Simply put, you dissolve a sample of solid potassium iodide in water.

#### Explanation:

Since you didn't give any detail about your target solution, I'll show you how to make an unsaturated, a saturated, and a supersaturated solution of potassium iodide.

Here's how potassium iodide's solubility graph looks like

So, let's say that you want to make an unsaturated potassium iodide solution at ${20}^{\circ} \text{C}$. According to the solubility graph, you cannot dissolve more than approximately 160 g of potassium iodide per 100 mL of water.

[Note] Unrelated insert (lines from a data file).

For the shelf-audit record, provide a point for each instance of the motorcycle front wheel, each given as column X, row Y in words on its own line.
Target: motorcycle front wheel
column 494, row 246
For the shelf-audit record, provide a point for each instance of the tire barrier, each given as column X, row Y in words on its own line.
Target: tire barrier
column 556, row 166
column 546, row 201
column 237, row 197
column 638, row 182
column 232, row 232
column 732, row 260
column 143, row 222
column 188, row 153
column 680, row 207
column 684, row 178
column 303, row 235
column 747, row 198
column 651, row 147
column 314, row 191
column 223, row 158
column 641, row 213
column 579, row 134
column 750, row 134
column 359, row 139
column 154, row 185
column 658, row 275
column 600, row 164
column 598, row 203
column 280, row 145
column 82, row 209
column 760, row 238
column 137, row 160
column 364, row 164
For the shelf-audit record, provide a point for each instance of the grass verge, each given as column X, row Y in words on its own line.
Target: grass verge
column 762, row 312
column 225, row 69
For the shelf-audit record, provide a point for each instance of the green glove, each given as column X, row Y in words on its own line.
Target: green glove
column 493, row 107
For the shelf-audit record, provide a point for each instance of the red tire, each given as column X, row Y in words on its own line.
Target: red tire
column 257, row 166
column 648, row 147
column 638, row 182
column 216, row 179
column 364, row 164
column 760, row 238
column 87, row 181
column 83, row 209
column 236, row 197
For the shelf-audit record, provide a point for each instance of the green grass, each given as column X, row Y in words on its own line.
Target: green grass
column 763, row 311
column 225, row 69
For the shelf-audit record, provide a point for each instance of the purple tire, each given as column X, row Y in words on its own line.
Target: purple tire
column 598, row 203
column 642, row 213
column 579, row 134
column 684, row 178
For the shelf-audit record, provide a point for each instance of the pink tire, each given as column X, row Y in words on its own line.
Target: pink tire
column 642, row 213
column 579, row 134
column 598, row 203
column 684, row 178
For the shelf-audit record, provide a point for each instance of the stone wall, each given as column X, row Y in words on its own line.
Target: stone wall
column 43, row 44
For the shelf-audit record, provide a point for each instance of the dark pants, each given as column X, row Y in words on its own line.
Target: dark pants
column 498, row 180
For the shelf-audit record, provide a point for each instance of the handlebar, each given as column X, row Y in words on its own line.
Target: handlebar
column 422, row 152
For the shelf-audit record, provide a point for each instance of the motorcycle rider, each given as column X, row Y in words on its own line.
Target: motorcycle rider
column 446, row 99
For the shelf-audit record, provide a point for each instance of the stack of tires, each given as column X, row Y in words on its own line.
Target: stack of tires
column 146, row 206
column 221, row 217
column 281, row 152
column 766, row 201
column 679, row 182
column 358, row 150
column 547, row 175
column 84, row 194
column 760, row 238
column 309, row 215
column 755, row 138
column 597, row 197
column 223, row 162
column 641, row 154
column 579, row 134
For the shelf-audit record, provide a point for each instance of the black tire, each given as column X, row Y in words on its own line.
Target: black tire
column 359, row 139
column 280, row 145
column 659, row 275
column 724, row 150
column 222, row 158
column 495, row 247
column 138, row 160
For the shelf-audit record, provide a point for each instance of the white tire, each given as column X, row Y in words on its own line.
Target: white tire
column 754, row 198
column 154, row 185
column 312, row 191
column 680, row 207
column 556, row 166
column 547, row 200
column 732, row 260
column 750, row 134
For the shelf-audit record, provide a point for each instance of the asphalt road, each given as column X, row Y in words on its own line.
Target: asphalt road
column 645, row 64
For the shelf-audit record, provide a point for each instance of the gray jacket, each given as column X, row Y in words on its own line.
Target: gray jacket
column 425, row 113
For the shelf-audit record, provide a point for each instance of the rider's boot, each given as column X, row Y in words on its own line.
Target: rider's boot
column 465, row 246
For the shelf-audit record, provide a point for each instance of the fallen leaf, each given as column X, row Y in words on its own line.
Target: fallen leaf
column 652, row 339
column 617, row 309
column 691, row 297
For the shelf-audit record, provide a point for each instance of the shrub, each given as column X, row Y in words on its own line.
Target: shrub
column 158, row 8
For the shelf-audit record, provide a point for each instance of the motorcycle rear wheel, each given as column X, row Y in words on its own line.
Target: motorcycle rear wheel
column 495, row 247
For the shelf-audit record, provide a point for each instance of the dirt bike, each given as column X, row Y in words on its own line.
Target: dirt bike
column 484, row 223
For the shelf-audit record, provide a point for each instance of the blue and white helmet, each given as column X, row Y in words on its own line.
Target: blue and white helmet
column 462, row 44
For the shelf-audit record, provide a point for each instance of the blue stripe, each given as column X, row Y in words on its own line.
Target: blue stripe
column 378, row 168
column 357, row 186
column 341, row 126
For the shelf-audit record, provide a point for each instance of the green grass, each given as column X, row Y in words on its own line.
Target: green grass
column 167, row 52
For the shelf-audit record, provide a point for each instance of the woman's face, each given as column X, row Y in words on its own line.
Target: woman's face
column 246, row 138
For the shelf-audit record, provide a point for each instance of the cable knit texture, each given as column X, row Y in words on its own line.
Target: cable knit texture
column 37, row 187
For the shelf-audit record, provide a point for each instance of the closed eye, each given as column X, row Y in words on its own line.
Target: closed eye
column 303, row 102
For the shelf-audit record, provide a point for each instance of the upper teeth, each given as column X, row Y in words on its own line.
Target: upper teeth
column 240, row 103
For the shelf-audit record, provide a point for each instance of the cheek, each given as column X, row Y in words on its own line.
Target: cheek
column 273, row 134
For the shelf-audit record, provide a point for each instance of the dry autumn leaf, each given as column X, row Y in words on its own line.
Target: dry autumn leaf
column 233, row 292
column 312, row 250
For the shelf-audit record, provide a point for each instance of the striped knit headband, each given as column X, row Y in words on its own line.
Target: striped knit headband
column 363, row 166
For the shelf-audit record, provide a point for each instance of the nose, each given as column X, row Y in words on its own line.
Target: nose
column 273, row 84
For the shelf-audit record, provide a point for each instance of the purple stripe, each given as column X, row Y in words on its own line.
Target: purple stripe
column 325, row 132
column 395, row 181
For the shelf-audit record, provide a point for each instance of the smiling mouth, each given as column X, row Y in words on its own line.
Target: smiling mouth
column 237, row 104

This means that, in order to make an unsaturated solution, you need to dissolve less than 160 g of potassium iodide per 100 mL of water.

To make a saturated solution, you need to add enough potassium iodide per 100 mL of water to match the solubility at that respective temperature.

In this case, if you slowly dissolve 160 g of potassium iodide per 100 mL of water at ${20}^{\circ} \text{C}$, you'll make a saturated solution.

To get a supersaturated solution, you need to find a way to increase the amount of solvent that can be dissolved per 100 mL in your solution.

Let's say that you want your solution to dissolve as much as 180 g of potassium iodide per 100 mL of awter at ${20}^{\circ} \text{C}$.

To do that, you heat the saturated solution to, say, ${40}^{\circ} \text{C}$. At this temperature, the solution can hold a maximum of approximately 190 g of potassium iodide per 100 mL of water.

At ${40}^{\circ} \text{C}$, 180 g of potassium iodide will actually make for an unsaturated solution, since the maximum solubility at this temperature is 190 g per 100 mL.

After you dissolve 180 g of potassium iodide in the solution, you slowly cool the solution down to ${20}^{\circ} \text{C}$.

If you manage to do this correctly, the solution will now hold 180 g of potassium iodide per 100 mL of water at ${20}^{\circ} \text{C}$, i.e. it will be spersaturated.